Screening #3: Blitz - dir. Steve McQueen
Then two weeks passed. I worked, I took the train to Long Island, I saw Vampire Weekend play at the Garden; life was lived. Coincidentally, my job also moved from its office right across the street from Alice Tully Hall to a new downtown location. By the time my third NYFF screening crept up, I was further from Lincoln Center than I’d been in years, spiritually and otherwise, and had functionally ceased feeling like I was in the middle of any kind of festival. And yet, I was—so after a tiring week of work, I made my way back to the UWS and climbed the stairs to the hall’s balcony, where my friend Harry and I took in the great Steve McQueen’s good new movie about the titular blitz of London during World War II.
McQueen has never been bad, and the uncharacteristically straightforward Blitz isn’t either, even if its deceptively traditional style also had my bleary eyes and tired mind to contend with. McQueen, presumably fresh off the plane from the London Film Festival, also seemed tired as he briefly intro’d his film. With no disrespect in either direction, I think we were both ready to get home and sleep.

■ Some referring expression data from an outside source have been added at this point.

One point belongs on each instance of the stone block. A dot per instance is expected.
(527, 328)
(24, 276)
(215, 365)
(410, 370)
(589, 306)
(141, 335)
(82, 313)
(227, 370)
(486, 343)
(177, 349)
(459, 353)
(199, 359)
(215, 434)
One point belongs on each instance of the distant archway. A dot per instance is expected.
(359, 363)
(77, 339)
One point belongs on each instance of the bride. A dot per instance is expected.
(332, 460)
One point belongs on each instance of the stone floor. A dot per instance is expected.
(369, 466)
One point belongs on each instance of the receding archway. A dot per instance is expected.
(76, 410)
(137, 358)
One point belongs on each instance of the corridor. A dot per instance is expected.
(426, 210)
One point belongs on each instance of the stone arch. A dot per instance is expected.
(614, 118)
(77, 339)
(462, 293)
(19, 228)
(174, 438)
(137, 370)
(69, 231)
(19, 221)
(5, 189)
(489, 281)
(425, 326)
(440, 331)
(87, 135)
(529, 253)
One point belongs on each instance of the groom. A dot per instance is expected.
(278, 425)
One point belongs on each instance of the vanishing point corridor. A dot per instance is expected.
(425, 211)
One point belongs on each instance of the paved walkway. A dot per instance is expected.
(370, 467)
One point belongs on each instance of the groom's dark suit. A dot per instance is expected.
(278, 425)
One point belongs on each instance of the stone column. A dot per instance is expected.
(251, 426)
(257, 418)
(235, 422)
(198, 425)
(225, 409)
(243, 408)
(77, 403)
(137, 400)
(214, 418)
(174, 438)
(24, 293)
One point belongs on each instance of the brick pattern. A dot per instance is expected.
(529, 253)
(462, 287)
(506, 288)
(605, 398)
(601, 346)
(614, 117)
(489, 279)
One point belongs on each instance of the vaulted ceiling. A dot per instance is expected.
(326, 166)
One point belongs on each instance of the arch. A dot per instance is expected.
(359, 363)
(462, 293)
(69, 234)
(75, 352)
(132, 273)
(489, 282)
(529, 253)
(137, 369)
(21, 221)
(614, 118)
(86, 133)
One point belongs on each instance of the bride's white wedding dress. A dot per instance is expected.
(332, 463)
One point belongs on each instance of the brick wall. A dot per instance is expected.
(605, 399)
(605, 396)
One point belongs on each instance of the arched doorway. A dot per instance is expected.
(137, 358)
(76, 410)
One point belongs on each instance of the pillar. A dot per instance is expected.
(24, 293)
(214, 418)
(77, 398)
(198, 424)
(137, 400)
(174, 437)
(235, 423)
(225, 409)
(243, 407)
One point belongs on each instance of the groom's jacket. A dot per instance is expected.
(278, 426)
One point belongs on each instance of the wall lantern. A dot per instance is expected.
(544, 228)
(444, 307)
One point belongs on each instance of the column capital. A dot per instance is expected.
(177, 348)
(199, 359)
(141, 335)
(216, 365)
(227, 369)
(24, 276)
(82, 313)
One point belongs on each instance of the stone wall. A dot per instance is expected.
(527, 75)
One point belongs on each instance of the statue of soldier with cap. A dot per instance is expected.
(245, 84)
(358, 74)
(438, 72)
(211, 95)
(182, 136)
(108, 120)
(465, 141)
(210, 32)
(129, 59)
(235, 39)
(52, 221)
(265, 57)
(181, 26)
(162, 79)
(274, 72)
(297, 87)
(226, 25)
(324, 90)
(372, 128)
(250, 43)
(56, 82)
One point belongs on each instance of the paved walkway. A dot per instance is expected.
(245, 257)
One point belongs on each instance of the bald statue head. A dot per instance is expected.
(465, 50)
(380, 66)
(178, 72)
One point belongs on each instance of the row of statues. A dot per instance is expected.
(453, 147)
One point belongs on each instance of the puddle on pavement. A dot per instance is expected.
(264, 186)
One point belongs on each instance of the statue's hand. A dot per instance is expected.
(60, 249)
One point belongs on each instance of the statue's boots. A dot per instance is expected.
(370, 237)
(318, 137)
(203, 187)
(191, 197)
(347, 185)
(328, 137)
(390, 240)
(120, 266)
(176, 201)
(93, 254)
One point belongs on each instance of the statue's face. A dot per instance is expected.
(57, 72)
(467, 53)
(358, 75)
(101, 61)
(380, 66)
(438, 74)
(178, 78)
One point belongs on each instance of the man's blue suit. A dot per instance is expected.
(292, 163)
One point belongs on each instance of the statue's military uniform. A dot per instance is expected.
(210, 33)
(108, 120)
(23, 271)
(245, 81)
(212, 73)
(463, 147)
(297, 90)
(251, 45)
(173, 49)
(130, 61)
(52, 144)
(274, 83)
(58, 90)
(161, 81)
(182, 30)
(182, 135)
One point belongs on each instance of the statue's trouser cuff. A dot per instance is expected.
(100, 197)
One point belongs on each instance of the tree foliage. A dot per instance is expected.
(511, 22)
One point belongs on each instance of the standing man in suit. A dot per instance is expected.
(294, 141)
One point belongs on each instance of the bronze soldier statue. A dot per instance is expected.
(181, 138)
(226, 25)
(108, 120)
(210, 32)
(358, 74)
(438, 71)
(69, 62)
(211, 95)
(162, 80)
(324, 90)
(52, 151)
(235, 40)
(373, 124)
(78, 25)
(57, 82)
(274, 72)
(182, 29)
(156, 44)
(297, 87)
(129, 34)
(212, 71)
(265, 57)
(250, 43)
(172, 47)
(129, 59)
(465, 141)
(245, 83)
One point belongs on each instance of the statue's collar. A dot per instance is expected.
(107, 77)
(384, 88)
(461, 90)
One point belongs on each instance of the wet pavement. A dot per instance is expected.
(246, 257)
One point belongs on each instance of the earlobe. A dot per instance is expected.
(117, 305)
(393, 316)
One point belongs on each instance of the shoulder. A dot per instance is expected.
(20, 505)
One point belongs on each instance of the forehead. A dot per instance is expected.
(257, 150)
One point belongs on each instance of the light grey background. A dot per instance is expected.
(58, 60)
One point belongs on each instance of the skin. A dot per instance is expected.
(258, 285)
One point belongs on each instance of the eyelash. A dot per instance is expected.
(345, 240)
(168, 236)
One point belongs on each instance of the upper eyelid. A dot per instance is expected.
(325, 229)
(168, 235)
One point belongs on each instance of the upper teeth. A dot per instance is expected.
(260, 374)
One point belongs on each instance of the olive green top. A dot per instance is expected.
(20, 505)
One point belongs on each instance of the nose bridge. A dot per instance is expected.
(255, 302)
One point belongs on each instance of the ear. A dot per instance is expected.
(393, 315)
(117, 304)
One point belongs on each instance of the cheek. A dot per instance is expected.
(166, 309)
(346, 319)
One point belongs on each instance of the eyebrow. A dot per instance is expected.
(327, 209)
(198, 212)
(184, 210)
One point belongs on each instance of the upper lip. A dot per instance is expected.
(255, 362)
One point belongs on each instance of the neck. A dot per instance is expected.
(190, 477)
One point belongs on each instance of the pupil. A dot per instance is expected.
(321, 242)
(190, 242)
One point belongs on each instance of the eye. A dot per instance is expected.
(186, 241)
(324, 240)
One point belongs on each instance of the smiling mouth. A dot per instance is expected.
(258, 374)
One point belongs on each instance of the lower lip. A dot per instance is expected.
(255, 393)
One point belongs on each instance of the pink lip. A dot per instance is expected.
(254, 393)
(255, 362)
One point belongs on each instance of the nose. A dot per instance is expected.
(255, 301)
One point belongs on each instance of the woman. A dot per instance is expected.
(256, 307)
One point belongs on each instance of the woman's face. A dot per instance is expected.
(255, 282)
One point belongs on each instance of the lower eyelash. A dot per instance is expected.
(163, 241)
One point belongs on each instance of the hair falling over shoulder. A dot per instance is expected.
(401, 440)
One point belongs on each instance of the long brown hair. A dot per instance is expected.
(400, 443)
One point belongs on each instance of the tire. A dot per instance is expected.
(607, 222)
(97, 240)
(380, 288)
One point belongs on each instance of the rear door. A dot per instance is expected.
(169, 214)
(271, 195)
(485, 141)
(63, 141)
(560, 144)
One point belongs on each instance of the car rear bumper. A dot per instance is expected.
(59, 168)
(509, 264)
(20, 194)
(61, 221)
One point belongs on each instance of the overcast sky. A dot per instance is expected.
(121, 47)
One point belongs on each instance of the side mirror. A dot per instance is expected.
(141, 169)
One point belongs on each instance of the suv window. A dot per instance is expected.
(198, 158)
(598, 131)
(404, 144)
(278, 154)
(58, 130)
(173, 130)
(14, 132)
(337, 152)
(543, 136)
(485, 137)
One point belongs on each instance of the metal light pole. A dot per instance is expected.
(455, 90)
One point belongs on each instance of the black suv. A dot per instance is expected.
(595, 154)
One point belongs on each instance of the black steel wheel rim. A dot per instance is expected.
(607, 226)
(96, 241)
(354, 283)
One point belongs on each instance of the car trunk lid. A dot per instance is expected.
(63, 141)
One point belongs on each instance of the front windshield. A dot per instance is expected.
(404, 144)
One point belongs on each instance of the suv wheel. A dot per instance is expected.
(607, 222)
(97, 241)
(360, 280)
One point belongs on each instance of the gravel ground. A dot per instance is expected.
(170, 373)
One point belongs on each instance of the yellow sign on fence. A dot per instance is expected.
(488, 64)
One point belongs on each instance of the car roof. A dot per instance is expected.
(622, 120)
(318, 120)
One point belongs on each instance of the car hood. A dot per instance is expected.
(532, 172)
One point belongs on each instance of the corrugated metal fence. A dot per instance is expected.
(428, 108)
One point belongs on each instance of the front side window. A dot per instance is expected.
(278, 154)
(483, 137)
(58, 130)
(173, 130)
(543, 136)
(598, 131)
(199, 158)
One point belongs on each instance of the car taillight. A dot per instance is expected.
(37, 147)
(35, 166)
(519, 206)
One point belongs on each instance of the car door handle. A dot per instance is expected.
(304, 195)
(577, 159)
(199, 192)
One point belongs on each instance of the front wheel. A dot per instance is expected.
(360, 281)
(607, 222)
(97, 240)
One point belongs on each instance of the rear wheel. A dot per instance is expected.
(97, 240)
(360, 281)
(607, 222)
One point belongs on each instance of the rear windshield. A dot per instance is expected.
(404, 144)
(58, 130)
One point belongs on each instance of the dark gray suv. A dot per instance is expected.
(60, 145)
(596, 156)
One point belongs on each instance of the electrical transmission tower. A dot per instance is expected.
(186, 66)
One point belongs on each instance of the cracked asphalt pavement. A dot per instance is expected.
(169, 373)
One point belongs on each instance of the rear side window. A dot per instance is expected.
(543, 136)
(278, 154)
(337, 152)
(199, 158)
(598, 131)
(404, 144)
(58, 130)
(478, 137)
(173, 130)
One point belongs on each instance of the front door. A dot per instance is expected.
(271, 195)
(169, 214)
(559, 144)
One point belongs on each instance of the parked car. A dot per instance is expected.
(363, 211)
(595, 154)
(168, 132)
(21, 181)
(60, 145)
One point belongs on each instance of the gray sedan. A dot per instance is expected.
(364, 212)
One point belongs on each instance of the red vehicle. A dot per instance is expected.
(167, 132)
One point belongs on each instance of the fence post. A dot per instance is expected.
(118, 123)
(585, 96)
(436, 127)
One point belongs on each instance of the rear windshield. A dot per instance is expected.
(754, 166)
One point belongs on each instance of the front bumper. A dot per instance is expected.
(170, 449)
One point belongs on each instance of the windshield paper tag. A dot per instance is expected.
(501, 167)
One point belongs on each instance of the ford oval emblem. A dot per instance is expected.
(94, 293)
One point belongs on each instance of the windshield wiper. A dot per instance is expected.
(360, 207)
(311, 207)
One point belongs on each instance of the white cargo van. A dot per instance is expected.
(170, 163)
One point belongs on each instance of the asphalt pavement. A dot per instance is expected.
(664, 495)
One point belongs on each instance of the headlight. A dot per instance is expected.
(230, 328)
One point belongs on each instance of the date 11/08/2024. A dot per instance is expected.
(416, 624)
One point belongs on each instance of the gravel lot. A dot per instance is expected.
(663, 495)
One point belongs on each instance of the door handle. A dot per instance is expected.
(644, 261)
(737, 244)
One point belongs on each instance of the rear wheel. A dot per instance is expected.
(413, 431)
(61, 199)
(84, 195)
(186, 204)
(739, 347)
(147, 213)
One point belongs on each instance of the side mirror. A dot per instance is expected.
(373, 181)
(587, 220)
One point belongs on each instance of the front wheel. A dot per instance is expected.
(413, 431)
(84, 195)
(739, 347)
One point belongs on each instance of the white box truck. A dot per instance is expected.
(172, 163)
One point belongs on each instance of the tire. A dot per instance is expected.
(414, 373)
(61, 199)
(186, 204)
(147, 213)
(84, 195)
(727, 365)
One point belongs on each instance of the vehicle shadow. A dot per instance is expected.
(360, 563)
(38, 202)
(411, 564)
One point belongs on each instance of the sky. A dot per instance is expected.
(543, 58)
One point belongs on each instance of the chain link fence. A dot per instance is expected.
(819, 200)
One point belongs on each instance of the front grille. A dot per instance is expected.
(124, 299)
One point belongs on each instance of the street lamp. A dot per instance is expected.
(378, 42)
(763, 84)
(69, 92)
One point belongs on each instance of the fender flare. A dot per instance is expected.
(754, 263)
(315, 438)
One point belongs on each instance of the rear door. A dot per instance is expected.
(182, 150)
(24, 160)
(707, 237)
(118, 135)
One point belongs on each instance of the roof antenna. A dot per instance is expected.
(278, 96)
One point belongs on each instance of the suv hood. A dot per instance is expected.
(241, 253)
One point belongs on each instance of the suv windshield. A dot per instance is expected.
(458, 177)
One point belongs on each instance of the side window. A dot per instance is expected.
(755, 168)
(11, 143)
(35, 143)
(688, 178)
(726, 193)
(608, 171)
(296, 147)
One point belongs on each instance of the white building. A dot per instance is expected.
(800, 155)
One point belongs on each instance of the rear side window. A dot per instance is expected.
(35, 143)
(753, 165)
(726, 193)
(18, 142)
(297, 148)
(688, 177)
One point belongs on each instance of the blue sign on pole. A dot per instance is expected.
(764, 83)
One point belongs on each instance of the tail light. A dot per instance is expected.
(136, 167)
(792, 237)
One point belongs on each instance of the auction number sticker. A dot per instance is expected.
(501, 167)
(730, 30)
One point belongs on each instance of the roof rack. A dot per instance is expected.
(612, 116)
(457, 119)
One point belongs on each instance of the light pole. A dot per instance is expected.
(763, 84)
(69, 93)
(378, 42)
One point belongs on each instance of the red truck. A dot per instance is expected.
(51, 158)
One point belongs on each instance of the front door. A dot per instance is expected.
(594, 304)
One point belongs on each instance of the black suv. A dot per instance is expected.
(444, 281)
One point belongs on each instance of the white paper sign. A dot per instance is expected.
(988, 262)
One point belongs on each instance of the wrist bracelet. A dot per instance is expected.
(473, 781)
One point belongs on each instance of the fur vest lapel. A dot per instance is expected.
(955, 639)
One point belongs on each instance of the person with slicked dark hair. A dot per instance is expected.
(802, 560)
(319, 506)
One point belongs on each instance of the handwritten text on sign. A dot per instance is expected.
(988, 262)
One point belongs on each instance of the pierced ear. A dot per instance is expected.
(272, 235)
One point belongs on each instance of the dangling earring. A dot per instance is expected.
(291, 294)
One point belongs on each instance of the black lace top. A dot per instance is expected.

Screening #4: The Brutalist - dir. Brady Corbet

A day later, I was rested and ready to tackle my last film of the fest (and one of the buzziest titles there): Brady Corbet’s three-and-a-half-hour epic, The Brutalist. Sight largely unseen, Corbet’s film has already been hailed as both a totemic American masterpiece and an empty poster child of film bro-ery. And to be fair, a majority of the men in the bathroom line during the film’s fifteen-minute intermission did have the same shoes and clothes and tote bags that I do, though perhaps that’s just some self-selection at the same fest that saw hours-long lines for a mobile Criterion Closet. Either way, after taking in the gorgeous early-fall weather in the tree-lined plaza across from Alice Tully while Harry scarfed down his pre-show Morton Williams deli sandwich, we joined our brethren and buckled in.
I don’t have anything definite to say about the movie yet, even in my more considered Letterboxd review—but I know I loved it. For all the puffery (more from Corbet’s fans than from the director himself), the movie felt as grand and towering as billed, boasting more-than-sturdy construction without losing the oblique nature of any epic worth its weight in 70mm film stock. And call me a sucker for the established ambiance of my environment, but sitting with a like-minded friend in a gorgeous concert hall on the illustrious Upper West Side while a festival employee shouted out the projectionists raining cinematic light down from high above our heads… that did something for me!
Maybe that feeling was just the surprisingly emotional culmination of four overpriced movie tickets bookending two otherwise pleasant, unremarkable weekends of fall. But that is the New York Film Festival to me—this year, hopefully next year, and, should I be so lucky, forever.